『建築的思考のゆくえ』王国社 には共感するところが多かった。
「新建築」などの雑誌に寄稿した小論文やエッセイをまとめたもの。
内藤さんは現代建築を、環境との関係を断ち切った宇宙船のようだと批判しているし、建てた瞬間がいちばん美しい建築をつくりたいとは思っていない、とも書いている。このことから、「建築には環境との応答関係が必要である」と「建築は時間の流れの中で育まれる」このふたつの章タイトルに現代建築を批判した内藤さんの建築観が明確に表れている、と理解できる。
「海の博物館」や「安曇野ちひろ美術館」は、内藤さんの建築観が体現された秀作だと思う。今、私がいちばん見学したいのは「牧野富太郎記念館」だ。高知県にあるこの記念館は魚の骨のような架構が美しい。事実この記念館の構想中にヒラメの骨が浮かんだという。
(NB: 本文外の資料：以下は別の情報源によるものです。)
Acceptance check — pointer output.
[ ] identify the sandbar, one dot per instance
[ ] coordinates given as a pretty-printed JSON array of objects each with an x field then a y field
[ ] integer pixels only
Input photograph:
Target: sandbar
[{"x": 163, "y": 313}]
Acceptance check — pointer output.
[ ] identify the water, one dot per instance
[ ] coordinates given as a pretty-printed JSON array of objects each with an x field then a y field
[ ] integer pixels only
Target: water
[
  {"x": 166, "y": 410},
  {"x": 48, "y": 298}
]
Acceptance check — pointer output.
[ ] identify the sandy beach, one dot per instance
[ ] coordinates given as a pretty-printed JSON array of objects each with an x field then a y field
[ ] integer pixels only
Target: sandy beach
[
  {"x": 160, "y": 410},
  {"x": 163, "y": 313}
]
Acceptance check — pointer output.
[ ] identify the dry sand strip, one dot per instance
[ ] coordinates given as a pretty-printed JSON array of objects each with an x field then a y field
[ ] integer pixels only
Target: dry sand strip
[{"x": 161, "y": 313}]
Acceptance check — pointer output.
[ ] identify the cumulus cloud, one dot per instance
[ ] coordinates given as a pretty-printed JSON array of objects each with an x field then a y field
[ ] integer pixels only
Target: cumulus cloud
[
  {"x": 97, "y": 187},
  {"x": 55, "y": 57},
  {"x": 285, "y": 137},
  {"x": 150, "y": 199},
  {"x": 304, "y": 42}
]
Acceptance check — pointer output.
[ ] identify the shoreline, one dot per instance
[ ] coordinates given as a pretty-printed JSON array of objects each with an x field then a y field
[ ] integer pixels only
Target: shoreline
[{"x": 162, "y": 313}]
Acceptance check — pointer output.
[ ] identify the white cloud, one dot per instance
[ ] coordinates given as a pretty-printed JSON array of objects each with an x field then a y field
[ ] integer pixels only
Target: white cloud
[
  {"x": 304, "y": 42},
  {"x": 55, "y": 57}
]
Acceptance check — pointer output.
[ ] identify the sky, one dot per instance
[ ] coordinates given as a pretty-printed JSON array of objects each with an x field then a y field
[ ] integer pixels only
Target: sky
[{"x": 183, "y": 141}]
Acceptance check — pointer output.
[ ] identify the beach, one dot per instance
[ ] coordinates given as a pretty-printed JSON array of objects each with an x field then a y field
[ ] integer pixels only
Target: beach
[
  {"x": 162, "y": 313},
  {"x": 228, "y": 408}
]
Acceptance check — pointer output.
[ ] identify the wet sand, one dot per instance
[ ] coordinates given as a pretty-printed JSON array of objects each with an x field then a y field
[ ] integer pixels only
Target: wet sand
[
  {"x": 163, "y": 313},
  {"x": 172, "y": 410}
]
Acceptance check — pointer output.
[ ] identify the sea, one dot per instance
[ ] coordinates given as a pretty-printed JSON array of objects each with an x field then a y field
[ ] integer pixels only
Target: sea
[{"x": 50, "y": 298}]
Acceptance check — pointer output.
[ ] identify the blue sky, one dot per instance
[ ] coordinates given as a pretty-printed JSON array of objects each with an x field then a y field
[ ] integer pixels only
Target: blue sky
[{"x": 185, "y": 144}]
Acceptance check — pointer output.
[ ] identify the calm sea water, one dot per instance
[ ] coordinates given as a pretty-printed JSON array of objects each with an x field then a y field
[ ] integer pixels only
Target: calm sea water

きれいに食べて頭と骨だけになった魚を美しいと思うかどうかは、個人の感性によるだろう。
『建築的思考のゆくえ』は松岡正剛氏の千夜千冊*1にも、とりあげられている(このサイトをご存知でない方は千夜千冊で検索してみてください)。
このサイトで松岡氏は川上弘美の『センセイの鞄』もとりあげている。^^v
*1 千冊(実際には千冊以上)の本の評論。松岡氏の博識ぶりには驚嘆する。